For a while there, quantitative tightening, the Ukraine War and COVID looked like they might prick the bubble, with SPACs and shitcoins dying off ignominiously. However, capital flight into US markets from Chinese equities (dealing with the hangover from its own speculative property euphoria), massive fiscal stimulus, and deft maneuvering by the Federal Reserve blunted the impact. A soft landing increasingly became possible. OpenAI’s release of ChatGPT started an AI hype cycle, taking NVDA valuations to the moon. Meme finance staged a comeback.

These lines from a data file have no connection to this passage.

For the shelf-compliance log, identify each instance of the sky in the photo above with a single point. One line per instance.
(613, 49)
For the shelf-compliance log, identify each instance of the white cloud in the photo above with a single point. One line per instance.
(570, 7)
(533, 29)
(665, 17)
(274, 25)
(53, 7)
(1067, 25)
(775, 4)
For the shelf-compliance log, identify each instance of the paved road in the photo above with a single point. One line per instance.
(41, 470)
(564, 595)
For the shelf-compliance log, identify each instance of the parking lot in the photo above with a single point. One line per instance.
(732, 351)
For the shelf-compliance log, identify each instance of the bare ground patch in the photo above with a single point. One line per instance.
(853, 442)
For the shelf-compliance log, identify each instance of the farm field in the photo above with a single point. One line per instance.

However, policy instability in early 2025 (e.g., tariff insanity) led to a massive supply shock as China suddenly stopped exporting deflation and started exporting inflation. Additionally, faced with both policy chaos and technological uncertainty due to the rise of AI, corporations just stopped hiring. At the same time, a raft of AI startups providing automation for a slew of white-collar functions (cue mandatory plug - check out www.generis.ai for regulatory solutions) (hey, I waited like 1100 words for this) obviated the need for corporations to hire, allowing them to either quietly (or loudly) cut jobs, especially in entry-level roles. Unemployment crept up as job openings simply disappeared.

Large corporate profits, largely exempt from tariff impacts due to, let’s say, accommodative exemptions, stayed mostly robust, but small businesses were devastated. Stock prices died a slow death of a thousand cuts due to valuation compression and the threat of stagflation. This, combined with abysmal prospects of obtaining visas after graduation and general soft-power reputational decline, meant international students just stopped going to the United States. Schools dependent on this income for their survival, notably the New School in NYC, but unable to cut costs in response due to the tenure system, faced an extinction event.

This, by the way, is a best-case scenario, based on what is already happening today. What could make this significantly worse? Funkiness in the bond markets (concerns about the shallow liquidity pool materializing as market makers pull out due to unpredictable conditions), a blowup of one or more of the major pod shops (due to aforementioned bond market funkiness, with liquidity drying up and their counterparties, terrified of another Archegos situation, all pulling credit at the same time, forcing massive liquidation that cascades to the other pod shops), a crisis of confidence in US debt (the White House tries to take over the Fed / force debt holders to convert to negative real rate perpetual bonds).

The next 12 months are going to be interesting times for sure.

"The fall of Empire, gentlemen, is a massive thing, however, and not easily fought. It is dictated by a rising bureaucracy, a receding initiative, a freezing of caste, a dying of curiosity."